The solution is to avoid using storyboard. This sounds like an extreme solution, but we will find that using storyboard will cause a lot of other problems. In addition, if you don't want to lose the convenience brought by storyboard, you can use XIB, and XIB allows you to customize the initializer.

Public vs. Private

Dependency injection encourages you to expose more objects in your public interface. As mentioned before, this has many advantages. When building a framework, it can greatly enrich your public API. And with dependency injection, public object A can use private object B (which in turn can use private object C), but objects B and C are never exposed outside the framework. Object A has dependency injection on object B in its initializer, and object B's constructor creates public object C.

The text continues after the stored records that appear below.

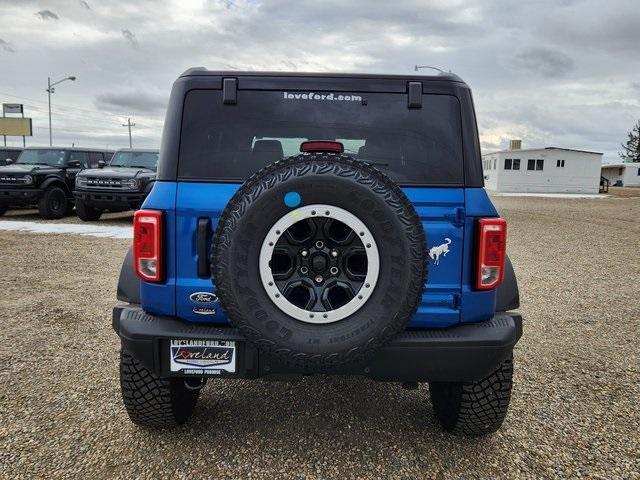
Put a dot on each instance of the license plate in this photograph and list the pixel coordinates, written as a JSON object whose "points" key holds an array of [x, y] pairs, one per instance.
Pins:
{"points": [[202, 357]]}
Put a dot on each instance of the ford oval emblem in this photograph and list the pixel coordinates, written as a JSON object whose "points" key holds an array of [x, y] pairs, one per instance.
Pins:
{"points": [[203, 297], [204, 310]]}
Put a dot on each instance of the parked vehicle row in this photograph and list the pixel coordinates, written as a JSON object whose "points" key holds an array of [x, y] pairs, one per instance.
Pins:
{"points": [[55, 179]]}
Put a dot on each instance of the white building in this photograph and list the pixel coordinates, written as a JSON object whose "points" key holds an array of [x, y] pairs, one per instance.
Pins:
{"points": [[628, 174], [542, 170]]}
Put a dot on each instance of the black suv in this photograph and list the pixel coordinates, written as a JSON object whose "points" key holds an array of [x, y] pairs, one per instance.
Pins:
{"points": [[9, 155], [121, 186], [44, 177]]}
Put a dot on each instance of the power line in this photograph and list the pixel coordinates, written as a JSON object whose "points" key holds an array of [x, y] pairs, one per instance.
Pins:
{"points": [[69, 107]]}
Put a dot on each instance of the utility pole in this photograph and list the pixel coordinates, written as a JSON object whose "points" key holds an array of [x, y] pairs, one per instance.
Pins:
{"points": [[129, 124], [51, 90]]}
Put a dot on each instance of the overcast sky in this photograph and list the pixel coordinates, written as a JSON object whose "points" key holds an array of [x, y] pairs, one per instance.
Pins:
{"points": [[561, 72]]}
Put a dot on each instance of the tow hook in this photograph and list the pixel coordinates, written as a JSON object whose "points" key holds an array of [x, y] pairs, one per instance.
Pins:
{"points": [[194, 384]]}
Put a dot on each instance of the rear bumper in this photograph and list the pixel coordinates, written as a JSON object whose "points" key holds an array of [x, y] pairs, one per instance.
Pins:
{"points": [[19, 197], [108, 199], [462, 353]]}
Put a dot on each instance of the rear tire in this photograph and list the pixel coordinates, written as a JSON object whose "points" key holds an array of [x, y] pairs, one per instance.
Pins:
{"points": [[477, 408], [152, 401], [53, 204], [87, 213]]}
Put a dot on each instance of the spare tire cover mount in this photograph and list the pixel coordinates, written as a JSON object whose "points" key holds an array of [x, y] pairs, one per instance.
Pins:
{"points": [[359, 291]]}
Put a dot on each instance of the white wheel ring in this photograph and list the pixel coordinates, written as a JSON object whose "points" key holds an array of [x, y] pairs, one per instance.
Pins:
{"points": [[314, 211]]}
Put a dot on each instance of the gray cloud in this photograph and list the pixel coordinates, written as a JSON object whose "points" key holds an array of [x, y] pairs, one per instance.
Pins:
{"points": [[549, 72], [134, 101], [47, 15], [130, 37], [544, 62], [6, 46]]}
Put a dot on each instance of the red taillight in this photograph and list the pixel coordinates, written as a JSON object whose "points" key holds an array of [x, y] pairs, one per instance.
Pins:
{"points": [[147, 245], [492, 245], [321, 146]]}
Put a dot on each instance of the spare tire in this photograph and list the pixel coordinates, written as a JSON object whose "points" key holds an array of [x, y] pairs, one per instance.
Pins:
{"points": [[319, 259]]}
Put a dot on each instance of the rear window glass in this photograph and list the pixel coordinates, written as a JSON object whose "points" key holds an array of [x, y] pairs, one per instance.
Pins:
{"points": [[231, 142]]}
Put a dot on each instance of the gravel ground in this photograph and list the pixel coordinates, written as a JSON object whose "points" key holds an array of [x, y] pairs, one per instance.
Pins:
{"points": [[574, 411]]}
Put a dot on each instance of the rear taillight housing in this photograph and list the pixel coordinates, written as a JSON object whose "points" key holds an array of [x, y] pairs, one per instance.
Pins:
{"points": [[147, 245], [492, 245]]}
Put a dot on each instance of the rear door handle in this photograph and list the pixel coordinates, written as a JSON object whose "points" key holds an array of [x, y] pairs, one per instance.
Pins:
{"points": [[203, 235]]}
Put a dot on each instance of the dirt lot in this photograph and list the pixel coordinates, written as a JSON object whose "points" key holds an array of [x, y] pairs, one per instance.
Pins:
{"points": [[574, 411]]}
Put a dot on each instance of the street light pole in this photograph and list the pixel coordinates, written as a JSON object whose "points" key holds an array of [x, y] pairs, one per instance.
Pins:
{"points": [[50, 90], [129, 124]]}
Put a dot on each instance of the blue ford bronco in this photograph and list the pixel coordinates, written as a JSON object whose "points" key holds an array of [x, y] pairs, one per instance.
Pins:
{"points": [[319, 223]]}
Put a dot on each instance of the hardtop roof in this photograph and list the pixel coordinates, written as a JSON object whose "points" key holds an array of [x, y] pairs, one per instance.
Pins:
{"points": [[441, 76], [141, 150]]}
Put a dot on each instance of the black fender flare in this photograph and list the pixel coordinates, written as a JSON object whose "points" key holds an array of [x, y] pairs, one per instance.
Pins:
{"points": [[508, 295], [128, 282]]}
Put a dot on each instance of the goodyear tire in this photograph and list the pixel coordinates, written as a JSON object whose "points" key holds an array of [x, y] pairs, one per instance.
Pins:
{"points": [[477, 408], [152, 401], [53, 204], [319, 259], [87, 213]]}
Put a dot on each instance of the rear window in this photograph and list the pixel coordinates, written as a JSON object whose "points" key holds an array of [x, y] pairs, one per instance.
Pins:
{"points": [[231, 142]]}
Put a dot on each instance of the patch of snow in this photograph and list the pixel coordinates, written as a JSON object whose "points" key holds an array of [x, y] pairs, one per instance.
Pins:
{"points": [[104, 231], [550, 195]]}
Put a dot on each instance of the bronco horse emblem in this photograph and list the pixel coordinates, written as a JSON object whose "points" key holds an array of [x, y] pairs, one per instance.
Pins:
{"points": [[443, 249]]}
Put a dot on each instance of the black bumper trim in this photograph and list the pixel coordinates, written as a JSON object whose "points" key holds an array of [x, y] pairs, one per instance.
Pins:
{"points": [[462, 353]]}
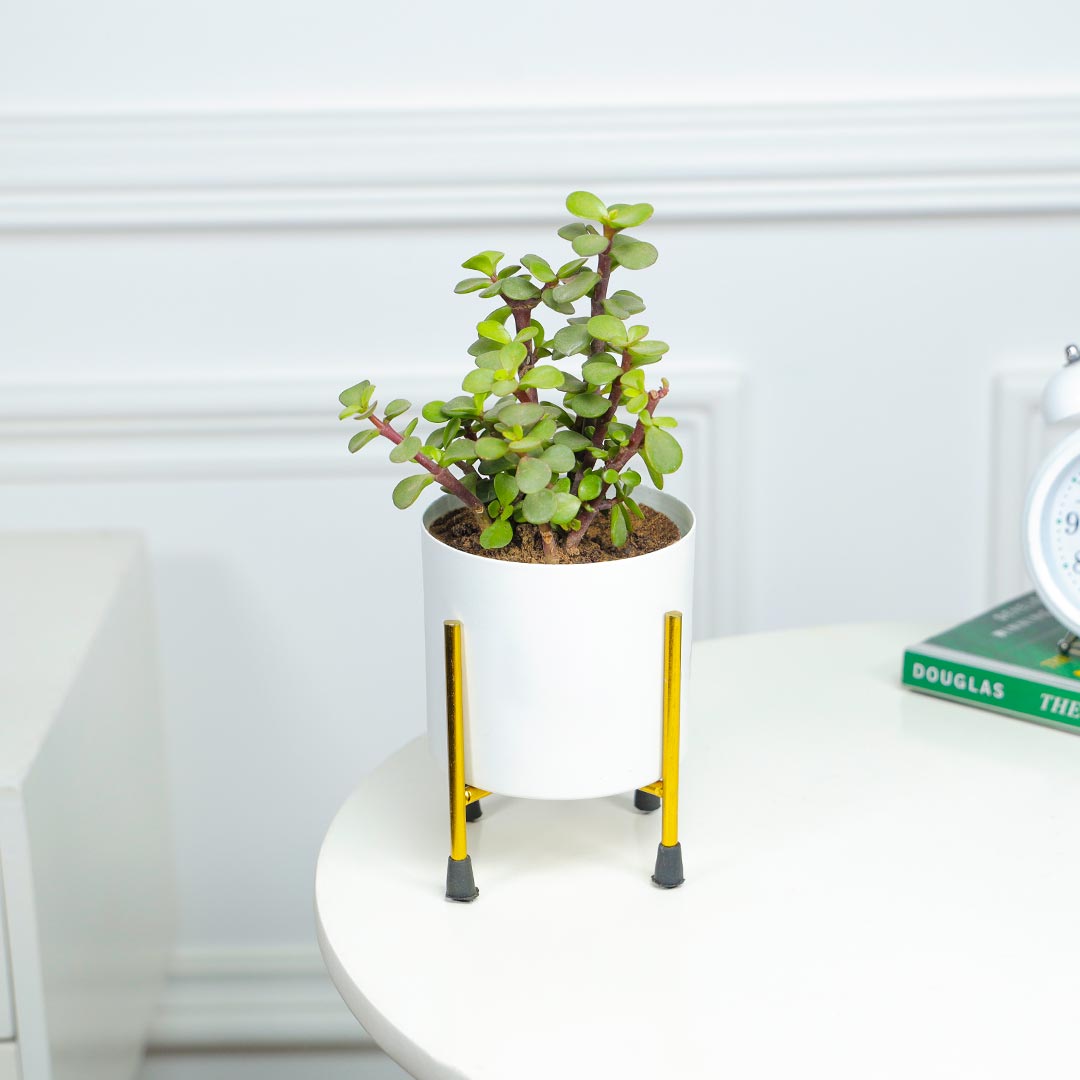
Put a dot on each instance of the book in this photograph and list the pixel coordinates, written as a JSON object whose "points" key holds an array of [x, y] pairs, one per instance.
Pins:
{"points": [[1006, 660]]}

  1. // In public ObjectA.h.  
  2. @interface ObjectA
  3. // Because the initializer uses a reference to ObjectB we need to  
  4. // make the Object B header public where we wouldn't have before.  
  5. - (instancetype)initWithObjectB:(ObjectB *)objectB;
  6. @end  
  7.  
  8. @interface ObjectB
  9. // Same here: we need to expose ObjectC.h.  
  10. - (instancetype)initWithObjectC:(ObjectC *)objectC;
  11. @end  
  12.  
  13. @interface ObjectC
  14. - (instancetype)init;
  15. @end  

You also don't want users of the framework to worry about the implementation details of Object B and Object C. We can solve this problem through protocols.

  1. @interface ObjectA
  2. - (instancetype)initWithObjectB:(id )objectB;
  3. @end  
  4.  
  5. // This protocol exposes only the parts of the original ObjectB that  
  6. // are needed by ObjectA. We're not creating a hard dependency on  
  7. // our concrete ObjectB (or ObjectC) implementation.  
  8. @protocol ObjectB
  9. - ( void )methodNeededByObjectA;
  10. @end  

Conclusion

Dependency injection is a good fit for Objective-C and later Swift. Proper use can make your code base more readable, testable, and maintainable.